THE CREATION OF A MULTISCALE NATIONAL HISTORICAL GEOGRAPHIC INFORMATION SYSTEM FOR THE UNITED STATES CENSUS

J. Schroeder, R.B. McMaster

University of Minnesota

mcmaster@umn.edu

The recently completed National Historical Geographic Information System (NHGIS) at the University of Minnesota has created a spatio-temporal database of census boundary files and associated attribute data for the entire USA (http://www.nhgis.org/). These spatial and statistical files have been created at the census tract- and county-levels for the period 1790 to 2000 (for counties) and 1910-2000 (for tracts). Based on the needs of the myriad users of this database, including social scientists, educators, policy-makers, and demographers, ongoing research has developed processes for the creation of multiple-scale versions of the boundary files through a multi-step generalization process. The primary spatial data for the project comes from the Bureau of the Census’ TIGER files, which were generated at a scale of approximately 1:100,000 from multiple sources, including the United States Geological Survey’s digital line graphs. These 2000 TIGER files were used to generate boundaries for previous censuses through a process that involved scanning paper maps and using other sources of historical census data.

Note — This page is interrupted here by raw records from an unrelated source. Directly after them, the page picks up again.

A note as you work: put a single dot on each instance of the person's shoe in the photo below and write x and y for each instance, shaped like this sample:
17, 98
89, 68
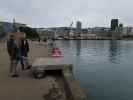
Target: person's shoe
15, 75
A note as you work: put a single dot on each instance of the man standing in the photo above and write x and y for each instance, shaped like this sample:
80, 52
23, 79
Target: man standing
13, 52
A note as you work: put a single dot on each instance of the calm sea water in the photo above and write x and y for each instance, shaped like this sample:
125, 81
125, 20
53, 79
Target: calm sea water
104, 68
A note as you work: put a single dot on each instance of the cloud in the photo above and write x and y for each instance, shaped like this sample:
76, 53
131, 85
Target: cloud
46, 13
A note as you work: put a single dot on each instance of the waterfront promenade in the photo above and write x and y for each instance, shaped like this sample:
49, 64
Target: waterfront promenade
24, 87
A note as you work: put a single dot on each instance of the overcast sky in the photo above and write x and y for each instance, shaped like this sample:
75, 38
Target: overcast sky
50, 13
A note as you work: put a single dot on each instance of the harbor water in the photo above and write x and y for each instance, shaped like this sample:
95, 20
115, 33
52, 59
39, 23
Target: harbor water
104, 67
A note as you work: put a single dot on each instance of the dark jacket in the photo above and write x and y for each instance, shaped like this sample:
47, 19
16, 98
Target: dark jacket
12, 49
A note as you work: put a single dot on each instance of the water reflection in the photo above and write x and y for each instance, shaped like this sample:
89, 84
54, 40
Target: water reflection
114, 51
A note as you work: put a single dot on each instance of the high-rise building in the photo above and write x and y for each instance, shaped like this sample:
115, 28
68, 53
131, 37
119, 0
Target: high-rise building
114, 24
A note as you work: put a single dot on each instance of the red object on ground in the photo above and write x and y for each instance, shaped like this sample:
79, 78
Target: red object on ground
56, 52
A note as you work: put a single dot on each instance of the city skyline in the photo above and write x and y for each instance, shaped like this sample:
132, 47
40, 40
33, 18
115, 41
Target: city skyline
52, 13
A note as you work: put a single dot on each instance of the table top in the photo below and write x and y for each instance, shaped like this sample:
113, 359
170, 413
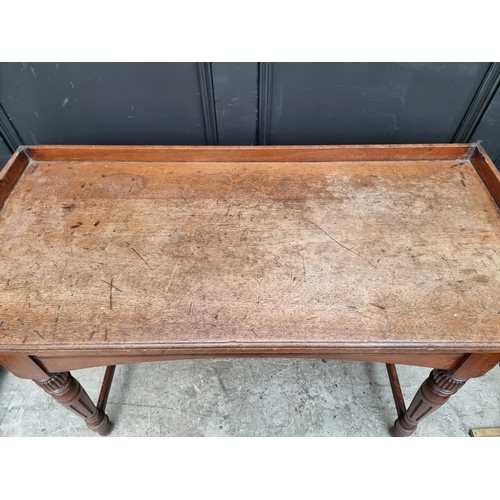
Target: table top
197, 246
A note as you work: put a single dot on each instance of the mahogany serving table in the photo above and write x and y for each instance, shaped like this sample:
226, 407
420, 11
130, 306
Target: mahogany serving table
113, 255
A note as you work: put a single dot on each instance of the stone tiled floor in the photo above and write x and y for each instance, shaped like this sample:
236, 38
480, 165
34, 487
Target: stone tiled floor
248, 397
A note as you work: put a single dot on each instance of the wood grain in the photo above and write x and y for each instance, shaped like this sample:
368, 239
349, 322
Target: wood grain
11, 173
347, 254
390, 152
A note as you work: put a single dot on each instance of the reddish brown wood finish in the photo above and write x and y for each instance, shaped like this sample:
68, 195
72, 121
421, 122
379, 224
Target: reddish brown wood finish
116, 254
433, 393
11, 173
106, 386
399, 399
65, 389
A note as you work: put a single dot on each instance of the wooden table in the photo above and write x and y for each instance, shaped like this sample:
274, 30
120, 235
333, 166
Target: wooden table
113, 255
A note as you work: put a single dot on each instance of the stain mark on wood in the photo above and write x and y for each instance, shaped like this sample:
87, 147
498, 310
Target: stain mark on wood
40, 335
139, 255
62, 274
171, 277
56, 321
111, 286
340, 244
94, 330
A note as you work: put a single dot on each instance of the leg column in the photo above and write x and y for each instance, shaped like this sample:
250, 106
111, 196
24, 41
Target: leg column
65, 389
433, 393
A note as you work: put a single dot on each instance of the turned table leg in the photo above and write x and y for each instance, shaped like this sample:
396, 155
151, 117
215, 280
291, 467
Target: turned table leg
433, 393
65, 389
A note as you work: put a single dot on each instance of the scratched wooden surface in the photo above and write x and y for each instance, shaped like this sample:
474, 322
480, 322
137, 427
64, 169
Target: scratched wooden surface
381, 253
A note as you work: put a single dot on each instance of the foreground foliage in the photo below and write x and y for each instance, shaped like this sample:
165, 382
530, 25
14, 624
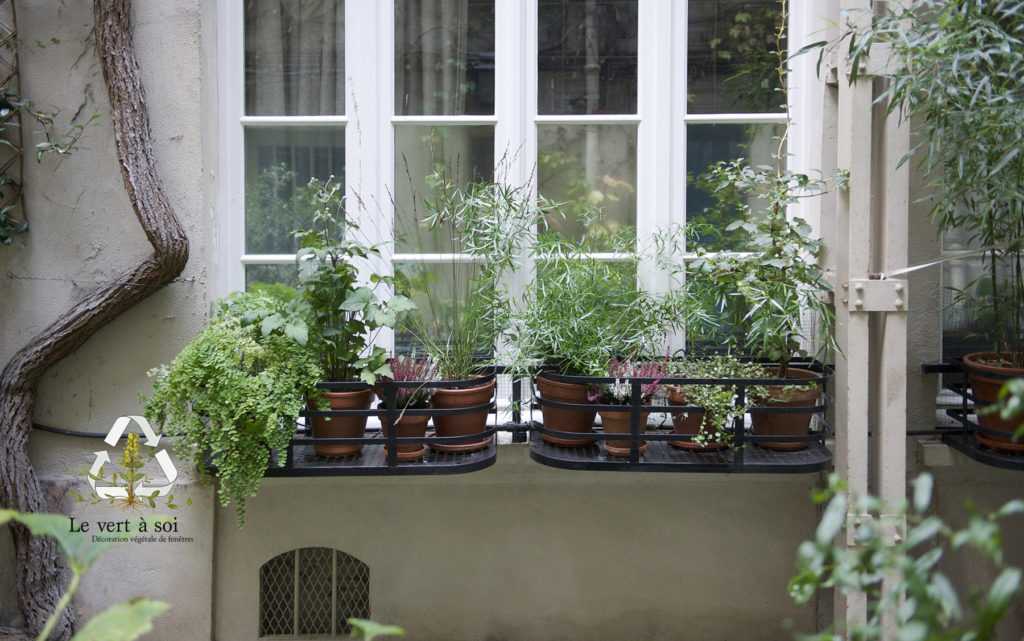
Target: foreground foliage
124, 622
923, 603
233, 392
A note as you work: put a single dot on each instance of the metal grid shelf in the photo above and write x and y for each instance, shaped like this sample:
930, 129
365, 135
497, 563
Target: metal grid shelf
963, 438
373, 462
660, 457
967, 444
744, 455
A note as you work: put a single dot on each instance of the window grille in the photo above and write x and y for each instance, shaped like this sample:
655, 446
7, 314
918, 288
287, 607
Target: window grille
312, 591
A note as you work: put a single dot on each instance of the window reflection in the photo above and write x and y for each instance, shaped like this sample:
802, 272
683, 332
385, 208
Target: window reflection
444, 57
732, 56
280, 162
587, 60
708, 144
295, 57
592, 170
425, 155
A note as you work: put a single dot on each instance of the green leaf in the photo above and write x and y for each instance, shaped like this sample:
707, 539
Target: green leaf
124, 622
358, 300
298, 332
368, 630
270, 324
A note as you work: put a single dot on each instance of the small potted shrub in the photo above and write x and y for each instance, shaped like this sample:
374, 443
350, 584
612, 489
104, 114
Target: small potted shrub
579, 311
411, 369
232, 395
762, 299
344, 315
621, 393
712, 425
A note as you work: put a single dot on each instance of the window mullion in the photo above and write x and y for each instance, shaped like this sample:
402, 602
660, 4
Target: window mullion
515, 107
369, 134
654, 169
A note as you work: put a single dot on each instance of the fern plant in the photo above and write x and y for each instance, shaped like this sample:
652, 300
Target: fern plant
231, 396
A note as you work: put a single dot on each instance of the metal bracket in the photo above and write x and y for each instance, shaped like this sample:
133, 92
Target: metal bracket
872, 295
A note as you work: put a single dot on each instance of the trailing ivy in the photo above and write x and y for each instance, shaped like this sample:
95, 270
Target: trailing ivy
233, 393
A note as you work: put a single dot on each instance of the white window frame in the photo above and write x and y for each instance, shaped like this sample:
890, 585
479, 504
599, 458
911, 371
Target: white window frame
370, 120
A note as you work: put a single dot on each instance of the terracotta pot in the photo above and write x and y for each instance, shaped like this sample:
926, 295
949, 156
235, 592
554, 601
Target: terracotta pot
561, 419
787, 424
689, 423
462, 424
986, 379
341, 426
617, 422
409, 426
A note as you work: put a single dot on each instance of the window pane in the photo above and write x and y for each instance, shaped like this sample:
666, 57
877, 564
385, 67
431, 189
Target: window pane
424, 156
280, 163
587, 61
733, 56
444, 57
295, 57
442, 293
262, 275
591, 169
707, 144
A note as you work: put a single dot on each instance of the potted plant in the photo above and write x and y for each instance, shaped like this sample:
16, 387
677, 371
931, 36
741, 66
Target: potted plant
712, 425
232, 395
410, 370
485, 222
763, 298
621, 393
580, 313
344, 315
971, 123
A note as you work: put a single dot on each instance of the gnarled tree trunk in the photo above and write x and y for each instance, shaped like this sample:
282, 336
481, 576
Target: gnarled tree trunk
39, 567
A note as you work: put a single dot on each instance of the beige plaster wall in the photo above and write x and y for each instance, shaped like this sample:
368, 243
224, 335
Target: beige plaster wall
524, 552
83, 233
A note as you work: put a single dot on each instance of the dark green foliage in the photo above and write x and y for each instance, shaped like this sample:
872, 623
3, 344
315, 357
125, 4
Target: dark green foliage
958, 77
922, 602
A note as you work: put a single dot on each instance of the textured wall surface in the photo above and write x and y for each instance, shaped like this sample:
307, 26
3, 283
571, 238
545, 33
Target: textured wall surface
515, 552
83, 232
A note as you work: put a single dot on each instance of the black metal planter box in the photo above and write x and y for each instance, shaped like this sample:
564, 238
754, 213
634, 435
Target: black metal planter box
744, 454
964, 438
380, 446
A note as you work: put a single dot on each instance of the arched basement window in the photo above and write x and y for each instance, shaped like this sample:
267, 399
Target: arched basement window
312, 591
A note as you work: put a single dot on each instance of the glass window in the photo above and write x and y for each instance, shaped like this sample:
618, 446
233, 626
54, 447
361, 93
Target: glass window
280, 164
295, 57
592, 169
587, 61
444, 57
708, 144
733, 56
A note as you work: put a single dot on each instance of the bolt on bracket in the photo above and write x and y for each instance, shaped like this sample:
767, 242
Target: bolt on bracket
875, 295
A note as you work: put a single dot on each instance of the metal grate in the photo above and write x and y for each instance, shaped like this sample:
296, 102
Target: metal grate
276, 596
312, 592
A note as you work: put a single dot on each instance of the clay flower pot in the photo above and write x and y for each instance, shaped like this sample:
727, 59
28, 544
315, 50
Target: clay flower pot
986, 377
689, 423
341, 426
787, 424
564, 420
462, 424
617, 422
409, 426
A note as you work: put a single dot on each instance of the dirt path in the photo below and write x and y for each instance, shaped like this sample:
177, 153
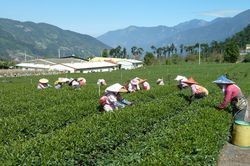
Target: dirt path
232, 155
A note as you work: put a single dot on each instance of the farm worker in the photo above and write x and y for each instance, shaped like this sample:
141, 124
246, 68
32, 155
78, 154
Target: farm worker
233, 95
160, 81
134, 85
181, 85
74, 83
82, 81
59, 83
145, 85
197, 91
101, 82
112, 100
43, 84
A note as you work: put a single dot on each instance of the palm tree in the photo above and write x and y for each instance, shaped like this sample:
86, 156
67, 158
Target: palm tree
181, 49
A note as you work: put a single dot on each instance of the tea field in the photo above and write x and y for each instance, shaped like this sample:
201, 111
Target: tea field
64, 127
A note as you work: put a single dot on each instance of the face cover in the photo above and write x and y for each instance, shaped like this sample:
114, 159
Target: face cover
223, 89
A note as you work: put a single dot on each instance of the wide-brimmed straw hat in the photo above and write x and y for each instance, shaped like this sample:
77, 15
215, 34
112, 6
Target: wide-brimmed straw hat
190, 81
135, 81
116, 88
43, 80
178, 78
62, 80
81, 79
223, 80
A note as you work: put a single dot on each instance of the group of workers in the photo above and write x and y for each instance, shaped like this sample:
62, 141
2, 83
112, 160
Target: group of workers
232, 95
75, 83
112, 99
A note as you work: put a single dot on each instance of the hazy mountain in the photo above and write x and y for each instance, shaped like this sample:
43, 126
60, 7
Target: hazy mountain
44, 40
189, 32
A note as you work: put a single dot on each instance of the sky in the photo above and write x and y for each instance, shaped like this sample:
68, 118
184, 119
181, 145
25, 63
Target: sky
96, 17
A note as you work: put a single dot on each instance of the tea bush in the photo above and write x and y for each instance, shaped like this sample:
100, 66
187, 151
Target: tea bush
64, 127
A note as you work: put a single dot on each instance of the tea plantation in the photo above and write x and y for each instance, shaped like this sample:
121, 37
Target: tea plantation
64, 127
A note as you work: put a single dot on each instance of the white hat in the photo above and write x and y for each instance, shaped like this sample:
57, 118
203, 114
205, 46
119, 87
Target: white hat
43, 80
134, 81
178, 78
116, 88
81, 79
101, 81
63, 79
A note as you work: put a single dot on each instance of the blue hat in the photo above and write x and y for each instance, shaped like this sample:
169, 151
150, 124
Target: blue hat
223, 80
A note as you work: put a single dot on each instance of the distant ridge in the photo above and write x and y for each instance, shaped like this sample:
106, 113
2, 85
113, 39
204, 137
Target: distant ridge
189, 32
44, 40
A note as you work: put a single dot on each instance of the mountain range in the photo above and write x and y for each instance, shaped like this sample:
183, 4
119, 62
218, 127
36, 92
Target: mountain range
28, 39
187, 33
19, 40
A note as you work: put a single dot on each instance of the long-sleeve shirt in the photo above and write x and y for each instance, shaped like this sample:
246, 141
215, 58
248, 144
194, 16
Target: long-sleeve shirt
197, 89
231, 91
133, 88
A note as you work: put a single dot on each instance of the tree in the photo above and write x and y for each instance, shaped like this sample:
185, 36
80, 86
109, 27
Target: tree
137, 52
105, 53
149, 58
232, 52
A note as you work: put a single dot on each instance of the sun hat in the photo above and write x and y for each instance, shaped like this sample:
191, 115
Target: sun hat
159, 80
178, 78
62, 80
223, 80
116, 88
101, 82
81, 79
134, 81
43, 80
190, 80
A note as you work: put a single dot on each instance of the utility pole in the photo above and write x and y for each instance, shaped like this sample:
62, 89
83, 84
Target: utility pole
25, 59
59, 53
199, 53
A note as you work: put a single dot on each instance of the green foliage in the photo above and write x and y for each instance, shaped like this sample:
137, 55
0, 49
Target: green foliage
232, 52
63, 127
247, 58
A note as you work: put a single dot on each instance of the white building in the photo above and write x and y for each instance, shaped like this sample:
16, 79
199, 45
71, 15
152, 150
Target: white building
71, 65
123, 63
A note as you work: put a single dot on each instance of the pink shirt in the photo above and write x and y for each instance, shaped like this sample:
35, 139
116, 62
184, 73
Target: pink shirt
197, 89
231, 91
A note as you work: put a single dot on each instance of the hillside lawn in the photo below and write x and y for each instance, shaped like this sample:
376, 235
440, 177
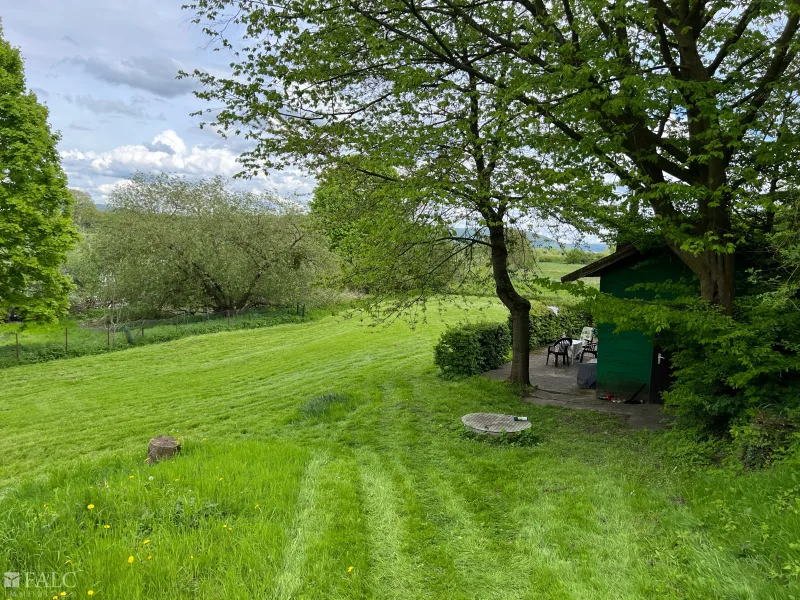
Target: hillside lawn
372, 492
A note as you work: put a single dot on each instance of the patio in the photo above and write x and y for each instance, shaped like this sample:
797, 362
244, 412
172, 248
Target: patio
558, 386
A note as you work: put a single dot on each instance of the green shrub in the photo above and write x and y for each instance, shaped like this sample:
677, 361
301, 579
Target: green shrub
473, 348
320, 405
546, 327
766, 438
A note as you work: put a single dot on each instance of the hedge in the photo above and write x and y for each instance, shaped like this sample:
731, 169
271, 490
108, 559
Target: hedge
547, 327
472, 349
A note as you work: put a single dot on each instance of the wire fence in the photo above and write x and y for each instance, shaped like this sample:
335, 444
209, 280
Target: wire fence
31, 344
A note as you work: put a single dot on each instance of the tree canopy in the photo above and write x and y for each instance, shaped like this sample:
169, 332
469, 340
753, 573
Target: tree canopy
36, 227
169, 244
687, 106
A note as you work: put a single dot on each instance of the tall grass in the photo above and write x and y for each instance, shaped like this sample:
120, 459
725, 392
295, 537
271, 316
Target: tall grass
327, 460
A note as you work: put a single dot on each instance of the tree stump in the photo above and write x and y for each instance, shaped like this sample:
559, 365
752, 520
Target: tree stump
163, 446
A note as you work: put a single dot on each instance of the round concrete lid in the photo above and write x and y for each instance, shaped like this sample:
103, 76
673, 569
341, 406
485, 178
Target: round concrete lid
493, 423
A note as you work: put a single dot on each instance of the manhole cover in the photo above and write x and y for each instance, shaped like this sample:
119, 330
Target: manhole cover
493, 424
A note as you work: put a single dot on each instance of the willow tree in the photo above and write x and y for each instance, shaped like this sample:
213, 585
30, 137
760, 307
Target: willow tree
690, 105
35, 206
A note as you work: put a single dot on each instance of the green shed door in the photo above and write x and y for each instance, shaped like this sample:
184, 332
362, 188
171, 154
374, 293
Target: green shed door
624, 362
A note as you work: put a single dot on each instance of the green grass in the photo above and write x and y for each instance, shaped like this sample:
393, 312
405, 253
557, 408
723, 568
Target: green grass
34, 343
313, 448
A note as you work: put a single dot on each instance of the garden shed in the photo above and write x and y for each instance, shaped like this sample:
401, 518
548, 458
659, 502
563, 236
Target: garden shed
630, 366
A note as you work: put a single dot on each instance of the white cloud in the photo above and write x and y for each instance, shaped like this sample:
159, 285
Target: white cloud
169, 153
155, 74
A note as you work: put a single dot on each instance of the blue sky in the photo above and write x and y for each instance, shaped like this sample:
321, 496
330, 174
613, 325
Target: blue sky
106, 70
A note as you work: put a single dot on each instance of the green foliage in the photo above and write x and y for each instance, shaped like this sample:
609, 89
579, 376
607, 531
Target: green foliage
389, 249
546, 327
36, 227
766, 437
472, 349
43, 343
170, 244
726, 369
331, 406
302, 503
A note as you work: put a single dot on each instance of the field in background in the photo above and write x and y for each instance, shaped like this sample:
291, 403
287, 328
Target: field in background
327, 460
33, 343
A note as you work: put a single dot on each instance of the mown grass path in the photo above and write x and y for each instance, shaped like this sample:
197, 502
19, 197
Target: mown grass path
378, 496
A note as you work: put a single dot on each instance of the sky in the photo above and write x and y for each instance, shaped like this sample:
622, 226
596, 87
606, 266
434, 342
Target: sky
106, 71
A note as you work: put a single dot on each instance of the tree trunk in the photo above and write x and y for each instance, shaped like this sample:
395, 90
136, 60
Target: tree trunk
715, 273
518, 305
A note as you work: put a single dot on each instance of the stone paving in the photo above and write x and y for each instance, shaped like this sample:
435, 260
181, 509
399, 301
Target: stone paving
558, 386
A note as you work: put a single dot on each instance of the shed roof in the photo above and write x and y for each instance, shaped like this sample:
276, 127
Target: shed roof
597, 267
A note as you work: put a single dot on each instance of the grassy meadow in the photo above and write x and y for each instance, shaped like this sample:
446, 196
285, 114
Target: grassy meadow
326, 460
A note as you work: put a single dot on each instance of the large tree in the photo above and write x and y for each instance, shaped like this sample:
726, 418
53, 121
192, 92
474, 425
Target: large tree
444, 147
36, 228
690, 105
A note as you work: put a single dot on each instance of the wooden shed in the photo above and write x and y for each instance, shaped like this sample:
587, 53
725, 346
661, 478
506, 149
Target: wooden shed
630, 366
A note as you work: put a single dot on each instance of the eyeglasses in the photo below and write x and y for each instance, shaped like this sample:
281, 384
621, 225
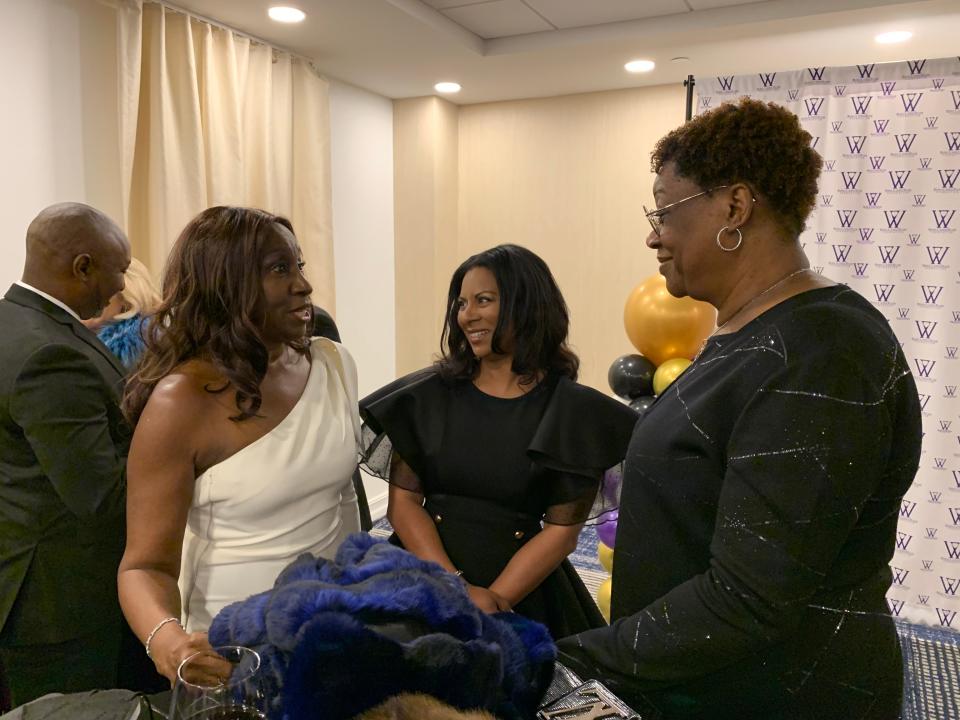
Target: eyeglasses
656, 216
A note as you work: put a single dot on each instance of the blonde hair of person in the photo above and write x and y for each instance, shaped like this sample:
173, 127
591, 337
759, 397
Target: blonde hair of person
139, 294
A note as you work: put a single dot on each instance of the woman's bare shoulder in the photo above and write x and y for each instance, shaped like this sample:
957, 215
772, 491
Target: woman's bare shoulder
190, 392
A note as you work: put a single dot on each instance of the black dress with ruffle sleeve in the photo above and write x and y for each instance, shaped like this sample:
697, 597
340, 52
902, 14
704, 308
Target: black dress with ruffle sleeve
492, 469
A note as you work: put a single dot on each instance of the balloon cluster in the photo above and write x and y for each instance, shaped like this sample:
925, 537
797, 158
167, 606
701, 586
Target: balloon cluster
667, 332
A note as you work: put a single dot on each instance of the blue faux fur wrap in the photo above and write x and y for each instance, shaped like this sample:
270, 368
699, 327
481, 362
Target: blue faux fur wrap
339, 637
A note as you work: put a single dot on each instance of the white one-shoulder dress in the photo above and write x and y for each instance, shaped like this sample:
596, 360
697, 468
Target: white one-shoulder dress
289, 492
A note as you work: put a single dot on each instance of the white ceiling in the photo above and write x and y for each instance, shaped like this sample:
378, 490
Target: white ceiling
508, 49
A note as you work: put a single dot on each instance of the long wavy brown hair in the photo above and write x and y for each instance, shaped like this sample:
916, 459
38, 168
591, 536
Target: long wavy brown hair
212, 308
531, 306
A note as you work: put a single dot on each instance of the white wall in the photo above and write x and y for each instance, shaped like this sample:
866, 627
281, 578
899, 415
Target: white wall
58, 128
361, 138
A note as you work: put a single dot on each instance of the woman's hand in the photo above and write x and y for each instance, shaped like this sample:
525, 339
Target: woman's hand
171, 647
487, 600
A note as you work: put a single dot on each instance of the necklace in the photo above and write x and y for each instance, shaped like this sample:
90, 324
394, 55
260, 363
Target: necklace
747, 304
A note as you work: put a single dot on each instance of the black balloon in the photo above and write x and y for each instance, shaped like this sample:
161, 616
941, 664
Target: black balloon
641, 403
631, 376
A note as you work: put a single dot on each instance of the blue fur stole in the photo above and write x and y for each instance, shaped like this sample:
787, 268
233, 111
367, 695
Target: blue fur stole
124, 338
339, 637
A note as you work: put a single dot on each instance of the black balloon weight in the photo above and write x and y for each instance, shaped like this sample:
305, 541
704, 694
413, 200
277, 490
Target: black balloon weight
641, 403
631, 376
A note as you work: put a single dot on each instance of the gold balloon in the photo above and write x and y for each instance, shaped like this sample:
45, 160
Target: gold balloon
667, 373
603, 598
661, 326
605, 556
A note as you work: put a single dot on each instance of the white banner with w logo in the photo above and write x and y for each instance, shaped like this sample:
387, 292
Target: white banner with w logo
887, 223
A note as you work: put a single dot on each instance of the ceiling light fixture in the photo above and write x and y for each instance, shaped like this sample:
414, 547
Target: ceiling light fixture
639, 66
893, 37
282, 13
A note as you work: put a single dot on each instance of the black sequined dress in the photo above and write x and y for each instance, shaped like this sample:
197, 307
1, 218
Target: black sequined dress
491, 469
758, 516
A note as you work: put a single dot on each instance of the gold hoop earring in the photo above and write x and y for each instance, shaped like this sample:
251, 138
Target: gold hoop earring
730, 249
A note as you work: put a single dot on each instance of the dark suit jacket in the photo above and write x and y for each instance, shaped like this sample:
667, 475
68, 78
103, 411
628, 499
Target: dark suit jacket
63, 448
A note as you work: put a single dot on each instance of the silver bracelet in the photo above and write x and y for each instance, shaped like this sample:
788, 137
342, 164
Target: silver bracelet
156, 629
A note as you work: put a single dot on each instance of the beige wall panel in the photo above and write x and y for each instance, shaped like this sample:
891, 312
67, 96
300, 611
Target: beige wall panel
566, 177
425, 223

The paper provides an overview of the NHGIS generalization framework, discussing the data model and principle algorithms used, as well as the unique challenges in maintaining topology among overlapping historical census boundaries. The main processing is divided in two parts. The first part eliminates small areas (islands, small tract parts, and slivers caused by historical boundary changes) according to measures of area and area/perimeter. The second part generalizes boundaries in four steps. The first step joins feature parts that touch each other at only one node. The second step applies the Douglas-Peucker algorithm using a low tolerance to remove what are called insignificant points, or those that contribute little to the geographical character of the boundary. The third step completes line generalization using an altered version of the Visvalingam-Whyatt algorithm designed to maintain boundary smoothness and prevent over-reduction of small features. The fourth step eliminates “node wedges”—narrow spaces lying where multiple feature edges intersect. A critical component within each of these steps is the maintenance of correct topology, which requires additional operations to prevent intersections among generalized boundaries.

The entire process theoretically allows for the creation of a generalized database at any scale. One can simply change an input scale parameter and all thresholds used in the generalization process are adjusted accordingly. The paper provides examples of generalized output at several scales, details of the entire generalization process, and discusses difficulties with the process and future research.